Je l'aime, Maman.

Myo'

Maman, ça me donne envie de vomir, tu sais.

Maman, tu m'as toujours dit que l'amour était beau. Tu me lisais ces contes où des filles démunies devenaient de grandes princesses grâce à l'amour. Ta voix dansait, illustrant à merveilles ces histoires et tu me chuchotais qu'un jour, j'en vivrais une. Tu aimais scander que la vie était belle et que l'amour était son fruit le plus sublime. Et tu riais, Maman.

Tu avais raison, Maman. Je suis tombée amoureuse, mais je ne suis en rien devenue une princesse. Je suis pire que toutes ces pauvres filles, Maman.

Comment j'ai pu en arriver là, Maman ? Dis moi, qu'est-ce qui a déconné ? L'amour, c'est censé être facile, non, c'est bien ce que tu chantais ?

Il faut voir comment elle me regarde, Maman. Avec son air satisfait et ce sourire aux lèvres. Je n'en peux plus, elle me transforme en cannibale. Je veux la dévorer, Maman, tellement elle est belle, mais c'est elle qui me bouffe, elle détruit mon âme avec sa bouche en cœur et ses petites dents. 

Un jour, elle m'a jugé du regard, puis à décrété que j'étais grosse. Je ne mange plus, Maman. On voit mes os se dessiner sous ma chaire. Ce n'est pas assez, Maman, ce ne sera jamais assez. Je veux qu'on puisse les effleurer, qu'on puisse saisir leur beauté en un regard. Ils sont si purs, Maman, tellement purs. Il n'y a que ça d'innocent chez moi, hein, Maman ?

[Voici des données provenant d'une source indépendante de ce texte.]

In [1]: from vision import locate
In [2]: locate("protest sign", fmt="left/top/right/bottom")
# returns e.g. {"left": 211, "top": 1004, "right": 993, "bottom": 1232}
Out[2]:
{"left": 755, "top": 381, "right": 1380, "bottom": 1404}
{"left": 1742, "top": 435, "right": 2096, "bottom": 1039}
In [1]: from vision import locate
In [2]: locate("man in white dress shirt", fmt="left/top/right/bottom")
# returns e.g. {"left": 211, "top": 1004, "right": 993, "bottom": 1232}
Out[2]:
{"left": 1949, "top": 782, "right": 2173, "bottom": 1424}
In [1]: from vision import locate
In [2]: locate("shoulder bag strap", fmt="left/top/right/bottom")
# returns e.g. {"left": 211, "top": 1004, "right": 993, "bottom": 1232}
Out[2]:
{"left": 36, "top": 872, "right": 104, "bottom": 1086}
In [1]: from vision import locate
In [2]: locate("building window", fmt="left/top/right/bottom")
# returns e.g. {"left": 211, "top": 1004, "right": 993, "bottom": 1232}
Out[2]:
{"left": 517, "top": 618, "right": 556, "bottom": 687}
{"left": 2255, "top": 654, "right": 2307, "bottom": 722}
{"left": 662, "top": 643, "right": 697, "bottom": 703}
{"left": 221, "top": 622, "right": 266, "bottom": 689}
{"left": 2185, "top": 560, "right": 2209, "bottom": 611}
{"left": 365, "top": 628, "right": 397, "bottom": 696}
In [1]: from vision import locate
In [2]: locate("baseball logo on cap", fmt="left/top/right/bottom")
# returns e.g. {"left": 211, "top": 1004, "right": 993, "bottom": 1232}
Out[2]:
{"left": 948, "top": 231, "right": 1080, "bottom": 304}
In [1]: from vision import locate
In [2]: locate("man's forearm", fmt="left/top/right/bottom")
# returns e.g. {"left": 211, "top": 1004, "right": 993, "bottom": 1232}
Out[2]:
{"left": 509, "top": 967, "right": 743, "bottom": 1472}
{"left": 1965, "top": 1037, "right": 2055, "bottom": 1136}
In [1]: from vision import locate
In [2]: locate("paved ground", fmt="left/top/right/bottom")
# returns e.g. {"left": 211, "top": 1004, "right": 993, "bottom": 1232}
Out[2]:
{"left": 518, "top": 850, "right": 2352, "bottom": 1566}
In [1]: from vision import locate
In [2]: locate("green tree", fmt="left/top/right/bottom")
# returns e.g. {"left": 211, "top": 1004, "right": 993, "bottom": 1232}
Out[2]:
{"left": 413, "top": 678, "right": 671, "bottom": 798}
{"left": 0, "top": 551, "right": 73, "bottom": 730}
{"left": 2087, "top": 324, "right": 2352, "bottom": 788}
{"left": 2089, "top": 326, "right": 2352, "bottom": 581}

Maman, je suis si blême, on croirait une malade. Mes cheveux me semblent mornes, on croirait qu'ils sont morts, Maman. Tu serais heureuse, de les voir sans artifices, ça te ferait plaisir, j'en suis sûre. Tu sourirais Maman, de ton sourire trop large qui te mange le visage. Moi, ce sont les cernes qui me mangent les joues, Maman. 

Je ne vais plus en cours Maman, je ne sors plus. J'ai abandonné mes amis Maman, et ils n'ont même pas protesté. Je me fous de tout ça, je me fous des gens et des vies qui s'éteignent à la télé. J'en ai même oublié la cruauté du monde, Maman. Il n'y a plus qu'elle. C'est suffisant, Maman, bien trop suffisant.

Elle me laisse la journée et rentre la nuit en chantonnant. Le parfum sur sa veste change à chaque fois. Elle me regarde et me chuchote que je suis belle. Puis, elle s'agenouille, elle m'embrasse en effleurant mes tatouages du bout des doigts. Quand elle fait ça, elle me transforme en œuvre d'art, Maman. Elle me donne l'illusion d'être importante. J'aime quand elle me susurre ses doux mensonges, ses fausses promesses. Et toujours, elle repart. Ça me fait peur, Maman, j'ai toujours l'impression qu'elle ne reviendra pas. 

Je reste dans l'appartement, Maman. Je suis ivre et droguée en permanence, mes tympans saignent sous la musique trop forte. Je déteste ça, Maman, mais j'en ai besoin. Je ne veux pas entendre l'innocence de mes pensées, ça me détruirait. Je rêve de me noyer dans ma douche, Maman. Je passe des heures à regarder mes poignets, à me demander à quoi ça ressemblerait de se les vider. 

Maman, j'aime quand elle rentre et son visage qui s'illumine à la vue de ma détresse. J'aime quand elle soupire et quand elle me prend dans ses bras pour me cajoler en chuchotant que ça va aller, qu'elle sera toujours là pour moi. J'aime y croire, Maman. J'aime quand elle prononce mon prénom, comme si elle avait du poison sur le bout de sa langue. 

On la croirait heureuse, Maman, on croirait que ça l'enchante de me voir ainsi. Alors, je souffre Maman, pour lui faire plaisir. Et je suis heureuse aussi. Je pourrais avaler des lames de rasoir pour un de ses sourires, je pourrais mettre la ville à feu et à sang pour entendre qu'elle m'aime. 

Maman, je t'en pris sauve moi. Je l'aime tellement, Maman, tellement que ça fait mal, tellement que je la hais. Maman, Maman, arrête mes sanglots. Je veux juste un chocolat chaud, Maman. Prends moi dans tes bras, Maman, et fais moi croire que la vie est belle. Tu ne comprends pas, Maman ? Ma vie est belle, puisque ma vie, c'est elle. Je ne la mérite pas, Maman, je ne mérite rien.

Je ne t'aimerais jamais autant que je l'aime, Maman.